Nello specifico, il passaggio ereditario di quote di una società di persone prescinde dalla percentuale di capitale che viene acquisita dall’erede, che infatti è sempre esentasse a condizione che chi eredita la quota si impegni per cinque anni a continuare l’attività d’impresa e non la ceda a terzi. “Nel caso di società di capitali è necessario che l’erede acquisisca il controllo della società ai sensi del 2359 del codice civile primo comma e cioè che abbia il controllo dell’assemblea ordinaria della società (per semplicità, che passi il 50,01% del capitale e quindi dei voti) e che si impegni anche in questo a caso a gestire la società per cinque anni senza vendere le quote ricevute. Il problema quindi si pone nel caso di società di capitali quando gli eredi siano più di uno, ad esempio due o tre figli, dove appunto nessuno avrebbe la possibilità di acquisire il controllo della società e pertanto non si applicherebbe la condizione esimente descritta prima”, continua l’esperto, precisando che comunque anche in questo caso esistono degli strumenti giuridici che permettono comunque il raggiungimento dello scopo. “Uno di questo è certamente il Trust, nel quale va previsto che i beneficiari siano gli eredi legittimi e che il Deed of Trust preveda che il Trustee non possa cedere le partecipazioni di controllo e che le debba appunto gestire, per un periodo non inferiore ai cinque anni, seguenti l’apporto in Trust da parte del disponente (Imprenditore). Ovviamente anche l’eredità in “comunione” con quote pro-indivise e la conseguente nomina di un rappresentante comune degli eredi raggiunge lo scopo dell’esimenti, ma per evidenti motivi, in moltissimi casi complica notevolmente la gestione della società”.

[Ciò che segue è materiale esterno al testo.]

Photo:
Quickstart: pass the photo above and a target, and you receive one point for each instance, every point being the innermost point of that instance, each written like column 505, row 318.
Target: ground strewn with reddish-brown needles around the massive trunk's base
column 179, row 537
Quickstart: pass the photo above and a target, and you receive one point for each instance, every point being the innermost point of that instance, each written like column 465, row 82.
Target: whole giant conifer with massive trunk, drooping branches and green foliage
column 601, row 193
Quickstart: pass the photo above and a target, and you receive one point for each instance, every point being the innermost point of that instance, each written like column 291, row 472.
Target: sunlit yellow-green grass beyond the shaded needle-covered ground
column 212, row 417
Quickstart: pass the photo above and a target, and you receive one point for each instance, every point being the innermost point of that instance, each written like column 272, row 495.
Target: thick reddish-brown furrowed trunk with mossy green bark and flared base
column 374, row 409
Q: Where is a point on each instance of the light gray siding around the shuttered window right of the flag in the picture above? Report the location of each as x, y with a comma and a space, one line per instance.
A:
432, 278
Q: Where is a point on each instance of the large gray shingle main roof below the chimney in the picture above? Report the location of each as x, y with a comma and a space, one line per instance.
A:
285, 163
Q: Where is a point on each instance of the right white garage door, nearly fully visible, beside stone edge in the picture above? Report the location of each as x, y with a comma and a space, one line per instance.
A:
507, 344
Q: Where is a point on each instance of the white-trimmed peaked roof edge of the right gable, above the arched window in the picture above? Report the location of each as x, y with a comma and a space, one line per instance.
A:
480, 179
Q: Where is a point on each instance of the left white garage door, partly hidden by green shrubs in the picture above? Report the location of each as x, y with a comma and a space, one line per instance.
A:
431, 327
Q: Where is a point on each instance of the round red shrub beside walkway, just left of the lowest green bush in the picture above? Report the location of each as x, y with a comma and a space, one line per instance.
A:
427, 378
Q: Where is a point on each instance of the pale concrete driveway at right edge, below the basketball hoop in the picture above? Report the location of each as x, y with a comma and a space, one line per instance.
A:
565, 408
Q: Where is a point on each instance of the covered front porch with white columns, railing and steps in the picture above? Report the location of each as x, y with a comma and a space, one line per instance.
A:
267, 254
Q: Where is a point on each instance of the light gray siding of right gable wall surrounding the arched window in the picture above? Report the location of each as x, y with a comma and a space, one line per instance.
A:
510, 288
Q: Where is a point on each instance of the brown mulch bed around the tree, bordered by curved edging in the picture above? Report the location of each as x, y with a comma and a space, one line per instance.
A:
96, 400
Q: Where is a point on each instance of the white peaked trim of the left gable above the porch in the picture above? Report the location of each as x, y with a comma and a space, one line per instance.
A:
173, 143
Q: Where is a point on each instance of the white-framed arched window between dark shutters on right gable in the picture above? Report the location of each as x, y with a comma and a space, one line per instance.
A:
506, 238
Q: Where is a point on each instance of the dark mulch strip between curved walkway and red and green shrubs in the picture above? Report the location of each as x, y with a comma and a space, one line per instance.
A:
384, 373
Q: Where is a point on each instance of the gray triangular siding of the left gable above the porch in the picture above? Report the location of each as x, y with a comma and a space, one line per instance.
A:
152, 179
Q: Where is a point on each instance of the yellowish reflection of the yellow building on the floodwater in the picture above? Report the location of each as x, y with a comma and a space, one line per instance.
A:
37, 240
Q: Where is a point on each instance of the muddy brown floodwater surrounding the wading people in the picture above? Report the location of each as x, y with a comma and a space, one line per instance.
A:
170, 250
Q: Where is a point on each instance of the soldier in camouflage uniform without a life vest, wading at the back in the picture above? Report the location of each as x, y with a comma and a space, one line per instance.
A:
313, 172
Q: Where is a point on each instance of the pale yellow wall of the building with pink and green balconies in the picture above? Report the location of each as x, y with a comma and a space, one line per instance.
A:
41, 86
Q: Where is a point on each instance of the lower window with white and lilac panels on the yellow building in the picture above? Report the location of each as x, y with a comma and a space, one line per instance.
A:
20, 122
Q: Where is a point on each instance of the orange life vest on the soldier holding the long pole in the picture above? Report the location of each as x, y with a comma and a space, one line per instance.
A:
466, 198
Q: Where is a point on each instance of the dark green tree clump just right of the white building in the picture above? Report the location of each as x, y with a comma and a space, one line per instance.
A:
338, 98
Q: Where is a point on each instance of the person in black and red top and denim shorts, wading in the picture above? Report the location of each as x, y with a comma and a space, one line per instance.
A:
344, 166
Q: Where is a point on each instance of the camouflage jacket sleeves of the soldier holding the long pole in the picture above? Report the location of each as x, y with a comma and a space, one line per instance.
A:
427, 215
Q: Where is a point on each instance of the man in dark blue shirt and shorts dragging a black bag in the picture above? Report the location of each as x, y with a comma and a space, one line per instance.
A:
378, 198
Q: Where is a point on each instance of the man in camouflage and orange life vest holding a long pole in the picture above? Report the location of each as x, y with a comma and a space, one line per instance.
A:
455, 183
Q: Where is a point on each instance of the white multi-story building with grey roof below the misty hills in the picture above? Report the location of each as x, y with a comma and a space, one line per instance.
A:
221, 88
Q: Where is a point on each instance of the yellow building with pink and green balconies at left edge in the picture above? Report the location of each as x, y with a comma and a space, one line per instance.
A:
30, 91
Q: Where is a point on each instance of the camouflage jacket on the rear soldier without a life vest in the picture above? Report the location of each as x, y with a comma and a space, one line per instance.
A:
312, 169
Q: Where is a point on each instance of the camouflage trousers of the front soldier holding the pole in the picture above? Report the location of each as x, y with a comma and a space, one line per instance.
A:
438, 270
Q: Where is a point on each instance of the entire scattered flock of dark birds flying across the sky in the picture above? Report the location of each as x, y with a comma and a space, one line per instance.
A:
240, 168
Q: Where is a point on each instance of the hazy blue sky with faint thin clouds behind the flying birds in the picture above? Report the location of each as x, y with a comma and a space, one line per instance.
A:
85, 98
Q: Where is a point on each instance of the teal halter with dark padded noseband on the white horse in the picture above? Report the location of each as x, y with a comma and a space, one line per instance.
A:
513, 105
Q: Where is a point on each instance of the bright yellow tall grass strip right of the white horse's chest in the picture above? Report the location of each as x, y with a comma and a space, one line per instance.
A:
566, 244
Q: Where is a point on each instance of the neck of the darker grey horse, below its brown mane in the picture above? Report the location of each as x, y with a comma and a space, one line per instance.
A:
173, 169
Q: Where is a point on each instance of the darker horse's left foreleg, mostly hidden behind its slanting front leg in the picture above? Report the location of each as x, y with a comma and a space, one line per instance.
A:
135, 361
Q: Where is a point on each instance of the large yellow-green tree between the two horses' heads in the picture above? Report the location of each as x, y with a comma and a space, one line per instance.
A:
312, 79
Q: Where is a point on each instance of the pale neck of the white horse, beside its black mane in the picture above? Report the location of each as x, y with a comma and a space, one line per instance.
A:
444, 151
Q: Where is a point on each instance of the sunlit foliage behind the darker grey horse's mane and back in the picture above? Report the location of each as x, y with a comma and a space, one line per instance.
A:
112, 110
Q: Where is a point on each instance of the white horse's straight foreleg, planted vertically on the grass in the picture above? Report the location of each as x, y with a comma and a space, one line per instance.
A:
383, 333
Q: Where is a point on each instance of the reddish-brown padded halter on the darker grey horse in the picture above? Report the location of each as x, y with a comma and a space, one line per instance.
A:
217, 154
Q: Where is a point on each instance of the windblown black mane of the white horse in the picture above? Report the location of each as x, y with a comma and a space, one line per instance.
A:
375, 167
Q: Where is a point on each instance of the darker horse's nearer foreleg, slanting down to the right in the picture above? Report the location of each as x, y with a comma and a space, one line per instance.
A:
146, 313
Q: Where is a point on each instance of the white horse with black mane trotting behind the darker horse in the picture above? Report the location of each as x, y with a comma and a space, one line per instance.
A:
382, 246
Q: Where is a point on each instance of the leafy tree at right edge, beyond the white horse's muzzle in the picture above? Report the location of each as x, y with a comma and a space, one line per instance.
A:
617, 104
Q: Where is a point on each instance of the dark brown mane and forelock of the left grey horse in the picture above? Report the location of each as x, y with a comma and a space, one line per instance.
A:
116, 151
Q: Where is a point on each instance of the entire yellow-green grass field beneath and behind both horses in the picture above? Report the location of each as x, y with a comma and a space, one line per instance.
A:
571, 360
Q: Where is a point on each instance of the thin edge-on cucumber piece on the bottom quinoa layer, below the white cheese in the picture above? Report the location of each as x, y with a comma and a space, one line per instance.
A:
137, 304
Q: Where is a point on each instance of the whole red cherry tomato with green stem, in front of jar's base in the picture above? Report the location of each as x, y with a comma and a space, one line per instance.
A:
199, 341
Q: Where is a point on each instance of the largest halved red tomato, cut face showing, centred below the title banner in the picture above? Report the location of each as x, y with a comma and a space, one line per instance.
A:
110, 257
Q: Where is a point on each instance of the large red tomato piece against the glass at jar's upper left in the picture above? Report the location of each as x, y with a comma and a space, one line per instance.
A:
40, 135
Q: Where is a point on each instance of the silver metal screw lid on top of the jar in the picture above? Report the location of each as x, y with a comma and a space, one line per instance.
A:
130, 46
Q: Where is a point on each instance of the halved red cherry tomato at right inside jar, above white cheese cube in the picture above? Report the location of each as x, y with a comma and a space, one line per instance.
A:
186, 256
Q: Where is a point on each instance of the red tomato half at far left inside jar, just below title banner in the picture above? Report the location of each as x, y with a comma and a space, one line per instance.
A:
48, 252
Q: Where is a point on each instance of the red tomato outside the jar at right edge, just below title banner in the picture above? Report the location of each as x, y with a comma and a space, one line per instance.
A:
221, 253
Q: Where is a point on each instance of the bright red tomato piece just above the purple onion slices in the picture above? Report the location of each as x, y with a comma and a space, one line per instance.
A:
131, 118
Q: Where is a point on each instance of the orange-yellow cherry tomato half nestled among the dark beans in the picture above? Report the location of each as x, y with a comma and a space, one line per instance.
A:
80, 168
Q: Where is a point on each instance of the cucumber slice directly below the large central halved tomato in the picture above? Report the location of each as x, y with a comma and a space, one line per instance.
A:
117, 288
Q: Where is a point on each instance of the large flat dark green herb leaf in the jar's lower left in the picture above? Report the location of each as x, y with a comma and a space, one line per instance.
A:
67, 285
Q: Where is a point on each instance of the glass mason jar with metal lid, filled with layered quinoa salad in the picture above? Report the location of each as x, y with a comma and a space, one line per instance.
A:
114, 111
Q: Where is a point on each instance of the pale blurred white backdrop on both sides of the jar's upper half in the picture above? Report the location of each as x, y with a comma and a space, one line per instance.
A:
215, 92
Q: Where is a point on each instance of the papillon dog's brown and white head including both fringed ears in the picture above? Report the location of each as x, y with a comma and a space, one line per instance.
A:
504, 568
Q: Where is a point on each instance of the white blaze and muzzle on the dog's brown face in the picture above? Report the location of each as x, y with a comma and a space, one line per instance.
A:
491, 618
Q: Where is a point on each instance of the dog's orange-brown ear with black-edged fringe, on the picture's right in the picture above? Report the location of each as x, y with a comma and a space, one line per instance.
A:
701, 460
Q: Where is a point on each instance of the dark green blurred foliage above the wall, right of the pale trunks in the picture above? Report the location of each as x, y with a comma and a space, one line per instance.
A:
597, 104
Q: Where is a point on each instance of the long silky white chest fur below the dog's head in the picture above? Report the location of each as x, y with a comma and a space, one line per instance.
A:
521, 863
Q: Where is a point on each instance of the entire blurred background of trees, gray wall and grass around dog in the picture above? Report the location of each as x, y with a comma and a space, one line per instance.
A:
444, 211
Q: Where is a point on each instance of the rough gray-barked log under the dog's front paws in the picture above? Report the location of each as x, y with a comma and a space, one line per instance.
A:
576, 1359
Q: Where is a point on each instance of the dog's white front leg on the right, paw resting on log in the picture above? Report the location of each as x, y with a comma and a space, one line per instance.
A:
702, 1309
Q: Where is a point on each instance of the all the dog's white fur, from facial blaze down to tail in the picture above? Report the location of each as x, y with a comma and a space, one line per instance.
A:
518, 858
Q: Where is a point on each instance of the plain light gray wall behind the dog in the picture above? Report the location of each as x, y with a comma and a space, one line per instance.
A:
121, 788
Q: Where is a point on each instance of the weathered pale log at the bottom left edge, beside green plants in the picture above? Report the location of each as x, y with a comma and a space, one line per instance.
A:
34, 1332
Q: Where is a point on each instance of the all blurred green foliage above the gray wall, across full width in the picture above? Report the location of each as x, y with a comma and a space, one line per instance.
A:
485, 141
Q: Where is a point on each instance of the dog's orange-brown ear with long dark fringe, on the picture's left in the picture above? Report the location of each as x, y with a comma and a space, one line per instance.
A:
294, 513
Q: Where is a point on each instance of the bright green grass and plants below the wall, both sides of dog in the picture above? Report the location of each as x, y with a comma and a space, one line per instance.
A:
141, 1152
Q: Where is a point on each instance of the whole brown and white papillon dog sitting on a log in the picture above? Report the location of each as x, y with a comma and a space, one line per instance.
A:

Esistono poi altri strumenti che possono essere adottati durante la vita dell’imprenditore per ridurre il carico fiscale come ad esempio la donazione della nuda proprietà delle quote ai figli che vede una riduzione della base imponibile fiscale pari al valore dell’usufrutto che rimarrebbe in capo all’imprenditore, quest’ultimo è tanto più elevato quanto più giovane è l’imprenditore che dona. “Alla morte dell’usufruttuario infatti il consolidamento della nuda proprietà e dell’usufrutto sugli eredi avviene gratuitamente. Il nostro ordinamento prevede poi per i passaggi generazionali di azienda l’istituto dei patti di famiglia, i quali hanno vantaggi anche in tema di non applicazione di azioni di riduzione o di collazione di legittima, ma hanno il grande problema di vedere la loro efficacia immediata alla sottoscrizione degli stessi, con il conseguente passaggio della titolarità delle quote dall’imprenditore agli eredi immediata ed è forse questo il motivo principale per il quale non hanno avuto grande applicazione pratica”, conclude Zugolaro.